Ca marche pareil pour les AVS, auxiliaires de vie sociale et auxiliaires de vie scolaire, pour les assistantes maternelles, pour les emplois à domicile en tous genres. Pour toutes celles, des femmes le plus souvent, pour toutes celles qui s’occupent de nos enfants, des personnes âgées ou handicapées.

Quand ce travail n’est pas tout simplement gratuit, compté pour zéro dans un PIB aveugle.

J’entends volontiers parler, dans cet hémicycle et ailleurs, d’une “société de service”, et chaque fois ça nous est vanté avec gourmandise, comme une promesse de bonheur.

Forcément, nous sommes du côté des servis.
Servis ici, à l’Assemblée, et aux petits oignons.
Servis dans les hôtels.
Servis dans les supérettes.
Servis jusque chez nous par des nounous.
Méfions-nous.
Méfions que cette société de service ne soit pas une société de servitude, avec le retour des serfs et des servantes, des bonniches, mais sous un nouveau visage, sous un autre nom, plus moderne, plus acceptable,
et qui nous laisse à nous, la conscience en paix.

Avec, en prime, en plus de la chemise repassée, de la moquette aspirée, des Chèques Emploi Service défiscalisés.

Notre confort est assis sur cette main d’œuvre bon marché.

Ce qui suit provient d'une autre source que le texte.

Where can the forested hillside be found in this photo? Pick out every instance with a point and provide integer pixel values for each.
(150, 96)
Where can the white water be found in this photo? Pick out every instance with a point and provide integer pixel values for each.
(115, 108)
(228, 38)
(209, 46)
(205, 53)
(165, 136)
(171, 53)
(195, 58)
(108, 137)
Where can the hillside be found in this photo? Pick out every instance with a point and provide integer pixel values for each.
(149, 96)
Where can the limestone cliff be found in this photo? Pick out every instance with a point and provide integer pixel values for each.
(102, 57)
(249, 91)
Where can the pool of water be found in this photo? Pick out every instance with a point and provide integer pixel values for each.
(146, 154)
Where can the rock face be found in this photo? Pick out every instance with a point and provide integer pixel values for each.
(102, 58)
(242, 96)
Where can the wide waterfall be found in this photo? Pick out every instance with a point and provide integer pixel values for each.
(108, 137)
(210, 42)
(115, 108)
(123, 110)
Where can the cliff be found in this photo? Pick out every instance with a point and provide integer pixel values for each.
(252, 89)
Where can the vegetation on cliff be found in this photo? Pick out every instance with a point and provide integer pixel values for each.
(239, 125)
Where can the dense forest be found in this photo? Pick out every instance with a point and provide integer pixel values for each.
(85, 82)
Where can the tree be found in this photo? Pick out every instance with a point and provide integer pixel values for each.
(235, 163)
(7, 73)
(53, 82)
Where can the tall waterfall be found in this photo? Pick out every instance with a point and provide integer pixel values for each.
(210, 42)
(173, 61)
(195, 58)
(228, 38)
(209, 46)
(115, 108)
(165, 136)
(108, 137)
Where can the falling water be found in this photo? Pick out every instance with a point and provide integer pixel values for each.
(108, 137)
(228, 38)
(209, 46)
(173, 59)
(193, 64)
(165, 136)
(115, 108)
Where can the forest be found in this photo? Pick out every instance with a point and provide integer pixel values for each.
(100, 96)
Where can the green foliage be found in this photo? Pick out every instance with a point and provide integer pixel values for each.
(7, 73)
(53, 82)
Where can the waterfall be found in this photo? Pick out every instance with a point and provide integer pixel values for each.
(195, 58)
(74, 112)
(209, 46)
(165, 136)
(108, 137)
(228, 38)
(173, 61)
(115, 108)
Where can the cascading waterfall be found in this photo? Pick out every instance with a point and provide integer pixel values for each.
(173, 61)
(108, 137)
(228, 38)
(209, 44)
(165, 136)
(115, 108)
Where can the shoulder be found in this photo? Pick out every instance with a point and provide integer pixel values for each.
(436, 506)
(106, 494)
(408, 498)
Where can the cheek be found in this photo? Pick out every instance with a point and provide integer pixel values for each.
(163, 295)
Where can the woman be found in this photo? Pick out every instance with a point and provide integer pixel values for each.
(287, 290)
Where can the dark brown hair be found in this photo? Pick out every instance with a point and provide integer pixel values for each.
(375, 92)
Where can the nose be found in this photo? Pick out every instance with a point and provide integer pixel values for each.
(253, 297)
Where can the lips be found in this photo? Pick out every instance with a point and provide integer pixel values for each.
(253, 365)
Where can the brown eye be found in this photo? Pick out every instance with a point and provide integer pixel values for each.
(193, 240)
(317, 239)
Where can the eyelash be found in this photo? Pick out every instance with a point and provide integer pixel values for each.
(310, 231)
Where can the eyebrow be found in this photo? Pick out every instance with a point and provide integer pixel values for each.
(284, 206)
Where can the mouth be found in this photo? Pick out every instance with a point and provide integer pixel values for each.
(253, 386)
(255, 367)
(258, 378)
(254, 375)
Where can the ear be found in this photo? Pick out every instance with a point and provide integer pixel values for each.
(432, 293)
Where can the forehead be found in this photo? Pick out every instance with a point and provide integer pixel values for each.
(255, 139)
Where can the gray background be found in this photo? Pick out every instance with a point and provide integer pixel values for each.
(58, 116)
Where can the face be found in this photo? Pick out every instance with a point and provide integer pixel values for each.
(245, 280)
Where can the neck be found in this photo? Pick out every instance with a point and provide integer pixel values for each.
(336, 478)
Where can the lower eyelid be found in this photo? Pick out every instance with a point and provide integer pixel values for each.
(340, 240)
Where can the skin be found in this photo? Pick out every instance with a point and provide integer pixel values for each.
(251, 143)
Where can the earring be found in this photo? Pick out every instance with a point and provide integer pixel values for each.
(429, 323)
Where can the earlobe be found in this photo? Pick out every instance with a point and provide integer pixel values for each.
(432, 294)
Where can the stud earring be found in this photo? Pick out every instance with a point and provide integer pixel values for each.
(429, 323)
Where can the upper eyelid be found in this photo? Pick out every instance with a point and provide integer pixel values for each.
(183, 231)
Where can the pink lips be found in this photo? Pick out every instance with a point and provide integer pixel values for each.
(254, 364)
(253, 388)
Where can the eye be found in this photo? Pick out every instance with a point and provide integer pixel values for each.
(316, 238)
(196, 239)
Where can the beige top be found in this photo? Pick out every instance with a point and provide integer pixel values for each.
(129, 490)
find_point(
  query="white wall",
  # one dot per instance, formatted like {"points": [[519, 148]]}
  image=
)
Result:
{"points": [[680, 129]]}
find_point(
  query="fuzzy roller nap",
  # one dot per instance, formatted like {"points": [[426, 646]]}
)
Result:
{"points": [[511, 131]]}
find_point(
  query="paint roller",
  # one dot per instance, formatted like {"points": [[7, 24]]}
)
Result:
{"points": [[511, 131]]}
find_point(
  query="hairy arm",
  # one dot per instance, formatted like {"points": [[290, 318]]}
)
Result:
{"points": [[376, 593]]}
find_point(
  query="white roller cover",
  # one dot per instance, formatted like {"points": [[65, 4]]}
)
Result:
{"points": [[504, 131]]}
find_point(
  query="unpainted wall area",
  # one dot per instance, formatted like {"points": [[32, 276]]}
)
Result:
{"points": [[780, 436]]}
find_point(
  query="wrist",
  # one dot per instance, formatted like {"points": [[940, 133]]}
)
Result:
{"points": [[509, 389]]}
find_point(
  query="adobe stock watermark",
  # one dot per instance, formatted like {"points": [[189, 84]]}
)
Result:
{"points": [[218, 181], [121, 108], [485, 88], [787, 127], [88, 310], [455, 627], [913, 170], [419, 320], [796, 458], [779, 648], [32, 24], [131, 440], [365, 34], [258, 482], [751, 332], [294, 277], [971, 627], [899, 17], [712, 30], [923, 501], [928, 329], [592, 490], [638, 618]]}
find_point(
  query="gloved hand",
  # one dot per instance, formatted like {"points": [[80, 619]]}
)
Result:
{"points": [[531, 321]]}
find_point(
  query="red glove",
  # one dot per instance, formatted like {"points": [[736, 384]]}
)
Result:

Alors, depuis cette semaine, l’ambition présidentielle est partout martelée : à travail égal, salaire égal.
Fort bien.
Mais ça ne suffit pas.
Vous devez, nous devons, revaloriser les métiers largement occupés par des femmes.
Leur bâtir de réels statuts.
Leur garantir des revenus.

D’autant qu’ils sont, bien souvent, les plus utiles.

Virez les publicitaires.
Virez les traders.
Virez les nuisibles.

Mais payez comme il faut les aide soignantes, les infirmières, les auxiliaires de puériculture.

Avant de légiférer pour le pays, qu’on me permette de démarrer plus petit.
Par ici.
Par la poutre que nous avons dans notre oeil.
Puisque se mène, nous dit-on, une grande réforme de notre Assemblée, qu’on ne les néglige pas, ces femmes de ménage.
Qu’on les intègre au personnel.
Qu’elles bénéficient de temps complets, et de primes, et de treizième mois.
Qu’elles ne touchent pas, sans doute, nos salaires de parlementaires. Oublions l’égalité, mais qu’elles gagnent un revenu décent, digne d’elles et digne de nous.
Qu’elles passent au-dessus du Smic et du seuil de pauvreté.

Monsieur le Ministre, madame la rapporteur, mes chers collègues, j’espère vraiment que, pour une fois, mon voeu sera exaucé.

Je compte sur vous.

Ou alors, je vois une autre option.
Dans Les Côtelettes, de Bertrand Blier, on demande :
“Vous savez à quoi on reconnaît un riche ?
C’est quelqu’un qui ne nettoie pas ses toilettes lui-même.”
Une alternative, alors, c’est que les députés et leurs équipes nettoient leurs toilettes eux-mêmes.
Et qu’avec une telle mesure, cette tâche ne soit plus attachée à un genre.
Que l’on compte parmi nous des hommes de ménage et des hommes pipi.